The recent acquisition of Smithfield Foods by Shuanghui International Holdings (announced in May 2013) briefly drove an industry-wide increase in valuations as investors speculated on the next likely target. The fact that banks were so willing to lend billions to finance the merger highlights the strength of the company and industry. The currently favorable (though slowly changing) financing environment does not automatically extend to every merger target (e.g. Blackberry).

However SAFM retreated though this was most likely due to the overall market pullback as a result of tapering fears. This pullback presents an attractive entry point as the takeover prospects are just a real.

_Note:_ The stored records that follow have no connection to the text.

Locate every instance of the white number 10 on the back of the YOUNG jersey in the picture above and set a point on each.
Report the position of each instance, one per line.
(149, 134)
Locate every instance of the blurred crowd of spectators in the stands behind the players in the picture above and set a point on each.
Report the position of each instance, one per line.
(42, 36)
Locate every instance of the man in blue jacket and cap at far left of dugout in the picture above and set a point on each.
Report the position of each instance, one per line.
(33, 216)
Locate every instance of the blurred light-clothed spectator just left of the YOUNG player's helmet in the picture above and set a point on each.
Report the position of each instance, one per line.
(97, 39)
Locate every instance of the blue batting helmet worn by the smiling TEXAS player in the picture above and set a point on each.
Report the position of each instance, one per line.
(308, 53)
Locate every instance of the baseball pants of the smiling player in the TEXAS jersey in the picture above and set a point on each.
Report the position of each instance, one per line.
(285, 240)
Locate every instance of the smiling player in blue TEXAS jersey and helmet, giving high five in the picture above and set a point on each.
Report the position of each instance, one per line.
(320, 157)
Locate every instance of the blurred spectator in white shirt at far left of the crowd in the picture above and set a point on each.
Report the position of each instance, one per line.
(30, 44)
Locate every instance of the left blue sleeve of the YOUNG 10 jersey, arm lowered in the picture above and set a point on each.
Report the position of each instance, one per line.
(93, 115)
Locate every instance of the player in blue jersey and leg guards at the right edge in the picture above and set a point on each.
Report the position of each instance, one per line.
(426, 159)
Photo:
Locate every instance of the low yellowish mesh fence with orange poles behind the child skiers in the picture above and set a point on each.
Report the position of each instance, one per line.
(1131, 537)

SFD received a 31% premium and an EBITDA multiple of 7.4x. At first glance, SAFM appears fairly valued with a 7.3x multiple. However unique company specific factors deserve a premium. For example, SFD has lower EBITDA margins (e.g. 6.8% in its pork division and 7.6% in its packaged meat division) and a net debt/equity of ~71%. As previously mentioned, SAFM has higher margins and lower debt, which should translate into at least a 1x EBITDA turn increase.

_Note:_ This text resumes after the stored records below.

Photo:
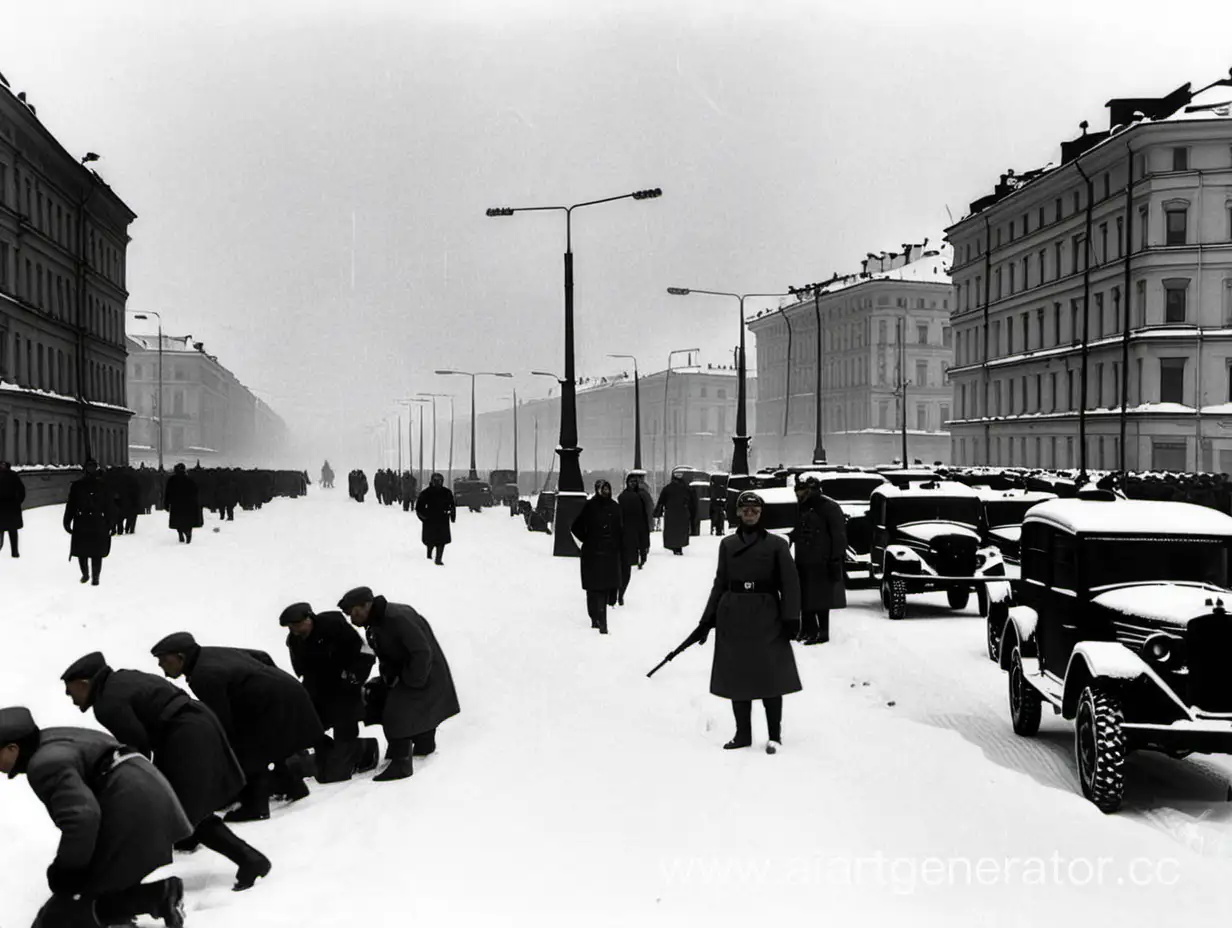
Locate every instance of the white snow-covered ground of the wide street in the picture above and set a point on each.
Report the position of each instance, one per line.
(573, 789)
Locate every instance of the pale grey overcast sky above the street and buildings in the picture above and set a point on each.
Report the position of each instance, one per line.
(311, 178)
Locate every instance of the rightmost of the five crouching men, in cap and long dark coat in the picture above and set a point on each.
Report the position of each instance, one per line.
(416, 680)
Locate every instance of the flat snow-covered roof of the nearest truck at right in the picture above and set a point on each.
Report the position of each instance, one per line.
(1133, 517)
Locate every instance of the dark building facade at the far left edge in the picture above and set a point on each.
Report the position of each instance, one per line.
(63, 289)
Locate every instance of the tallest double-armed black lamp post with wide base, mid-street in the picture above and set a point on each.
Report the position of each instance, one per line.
(572, 495)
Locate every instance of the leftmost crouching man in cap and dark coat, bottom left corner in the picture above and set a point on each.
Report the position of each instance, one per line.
(118, 816)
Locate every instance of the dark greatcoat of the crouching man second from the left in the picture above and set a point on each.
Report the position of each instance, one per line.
(183, 736)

Moreover, SAFM continues to reduce its debt. This is a significant competitive advantage as the strong balance sheet allows it to survive the inevitable "boom and bust" industry conditions unlike PPC, who filed for bankruptcy in 2008.

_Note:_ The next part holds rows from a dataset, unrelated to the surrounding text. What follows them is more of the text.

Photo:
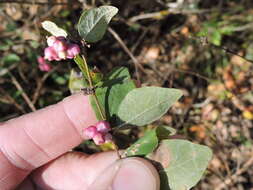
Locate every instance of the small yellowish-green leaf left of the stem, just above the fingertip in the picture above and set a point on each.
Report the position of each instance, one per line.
(76, 82)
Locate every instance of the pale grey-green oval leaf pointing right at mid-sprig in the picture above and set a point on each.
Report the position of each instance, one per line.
(144, 105)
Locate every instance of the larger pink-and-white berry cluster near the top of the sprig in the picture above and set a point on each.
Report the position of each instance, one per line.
(59, 49)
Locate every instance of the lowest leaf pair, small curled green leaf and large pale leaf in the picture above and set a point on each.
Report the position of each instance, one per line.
(180, 163)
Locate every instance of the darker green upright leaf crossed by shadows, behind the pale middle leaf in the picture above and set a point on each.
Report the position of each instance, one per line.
(111, 92)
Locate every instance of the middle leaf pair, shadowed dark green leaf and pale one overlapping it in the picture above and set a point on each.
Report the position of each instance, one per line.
(126, 105)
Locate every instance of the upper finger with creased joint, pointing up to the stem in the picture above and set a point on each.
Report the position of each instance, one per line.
(34, 139)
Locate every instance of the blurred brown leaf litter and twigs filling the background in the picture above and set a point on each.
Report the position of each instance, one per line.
(203, 47)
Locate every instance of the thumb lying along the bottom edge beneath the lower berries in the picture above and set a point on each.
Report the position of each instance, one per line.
(102, 171)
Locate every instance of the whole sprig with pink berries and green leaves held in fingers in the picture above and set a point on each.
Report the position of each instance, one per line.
(118, 104)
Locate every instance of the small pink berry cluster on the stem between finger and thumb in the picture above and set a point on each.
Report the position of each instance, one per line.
(99, 132)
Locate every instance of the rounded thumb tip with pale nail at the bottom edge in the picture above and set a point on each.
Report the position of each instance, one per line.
(126, 174)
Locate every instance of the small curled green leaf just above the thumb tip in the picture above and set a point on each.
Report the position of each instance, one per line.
(147, 144)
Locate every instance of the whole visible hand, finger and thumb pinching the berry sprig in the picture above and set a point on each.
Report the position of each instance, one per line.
(35, 154)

The most likely buyer will be Brazilian or Chinese given the increasing protein consumption in emerging markets (due to rising incomes) and need for food safety. In the past decade, China's per capita chicken consumption rose 35%.

If the current valuation discount persists, an activist investor such as Starboard Value could take a relatively small stake and encourage the board to pursue strategic alternatives. This attempt is made easier given that the top five institutional holders own ~41% of the stock and would most likely be receptive to any attempt at maximizing shareholder value. Moreover, the lack of insider control (unlike at TSN) and small absolute size leave SAFM especially vulnerable.

Furthermore, the relatively swift approval by regulators* of the SFD merger means that it is now "open season" on undervalued U.S. assets with a strategic interest to deep pocketed foreign buyers. This should alleviate any fears of rejection on "national security" grounds.

*Anytime a foreign company buys a U.S. company there is the inevitable "foreigners are taking over" fear mongering. This is unwarranted for two reasons. First, we are talking about chickens - not JDAMs. Second, the hypocrisy is surely not lost on foreign buyers of Americans demanding access to foreign markets at the same time they fiercely protect their own.

Risks

Corn/soybean meal exposure. SAFM would be negatively affected by rising input costs, which fluctuate based on a variety of factors including the weather, government policies (e.g. ethanol) and overall economic activity. A $1.00 increase in the average price per bushel for corn would result in a ~$23.5 million increase in cash cost while a $10.00 increase in the price per ton for soybean meal would result in a ~$2.2 million increase in cash cost.

Dependent on price of chicken. SAFM has no control over the price of chicken and would obviously be negatively affected by a decrease.

Potential for avian flu outbreak. All chicken processors including SAFM would be negatively affected by an outbreak of avian flu due to increased safety concerns.

Conclusion

The target price of $76.31 is based on a 8.5x EBITDA multiple.

The 200 DMA ~6% below provides a natural place for a stop loss. The time frame is 12-24 months given the multiple longer-term catalysts.

Disclosure: I have no positions in any stocks mentioned, and no plans to initiate any positions within the next 72 hours. I wrote this article myself, and it expresses my own opinions. I am not receiving compensation for it (other than from Seeking Alpha). I have no business relationship with any company whose stock is mentioned in this article.